There seems to be a slow movement towards restitution of artefacts to the societies in the world culturally ravaged by colonialism – but it is slow in the face of great resistance. Tiffany Jenkin’s writing in London’s Evening Standard, argues that the global ambitions of European museums means they are the best, and indeed only legitimate custodians of world artefacts. It’s an argument that is as weak as it is arrogant, and historically blind. Like most British citizens, Ms. Jenkins will take it for granted to be surrounded by the cultural production and legacy of history; a stone’s throw away from the British museum are statues of (Charles I); move a little further down and you will reach Apsley house where the Duke of Wellington lived amongst numerous landmarks across the city. Yet for many cultures, those visceral links have been severed – but not irreparably, though it may still seem so to many in the world. One of the great ambitions of the third Reich in the event of winning the second world war was to establish a museum that would display a great deal of the art looted from various territories across Europe. Mercifully much of this art has slowly been recovered and restored to its rightful owners. There are few in the world who would quibble that this is unequivocally a good thing, yet this sense that one of the dividends of peace should be restitution seems strangely missing when it comes to the great number of artefacts from Africa and the rest of the world in European museums as a result of colonial wars and coercion. We may not be able to recreate the palace of the Oba of Benin as it was before the Benin War of 1897, however, it is important for young people of the country to see the bronzes and understand that their state – and it should be pointed out that the modern state of Benin in Nigeria is largely contiguous with the state called The Empire of Benin, and the political symbolism of the Oba remains just as potent as the House of Windsors to the people of Benin and indeed, Nigeria. Ms. Jenkins is right
that no one culture owns culture – and many would say, certainly not Britain. so, we must assume that Nigeria, Greece and other countries are capable of creating world class museums to host these works. Many arguing for return often jokingly say that the British Museum would be empty without treasures looted from the rest of the world. This is not true, there are treasures aplenty from these British Isles, and they would remain; add to that, that world institutions such as the British museum have such curatorial power that they can borrow from anywhere in the world. Indeed, why not, ‘return’ more objects, and then secure them as permanent loans?
However, the strongest argument to return these objects is that the encounter of cultures that was colonialism was not only materially devastating for many cultures, it was a psychological act of asset stripping on a monumental scale, to the degree that many cultures do not recognise themselves. The return of works that represent history, and culture is only one part of the long process of restitution and adjustment to the modern needs of self-interpretation and understanding, of which history plays such a large part.
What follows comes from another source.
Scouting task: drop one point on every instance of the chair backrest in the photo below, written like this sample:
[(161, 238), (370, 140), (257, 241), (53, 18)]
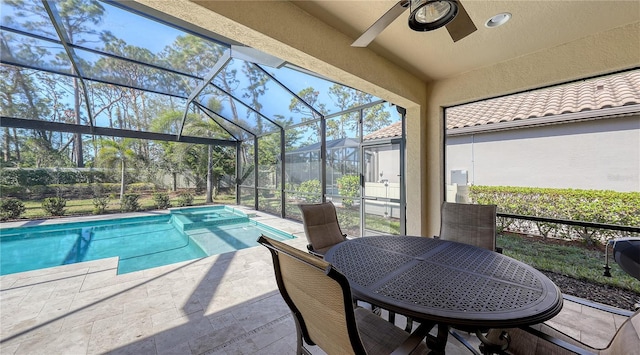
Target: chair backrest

For a country like Nigeria for example, as its economy and society changes, it will be incredibly powerful to see the Benin plaques that represent the position of the empire, one of the constituent states of the Nigerian republic, as one of the central actors in a huge global drama that brought about the modern world. It is not this national argument that is most important, the truth of the matter is that there must be world class museums on every continent; every child in the world, whether they can afford a first class or economy ticket to London should be able to by some measure experience the vastness of the world through their own culture. For me, I would like my young Nigerian, British and American relatives to experience as many of these works of art in world class museums in Benin, Lagos, London, Easter Island and elsewhere.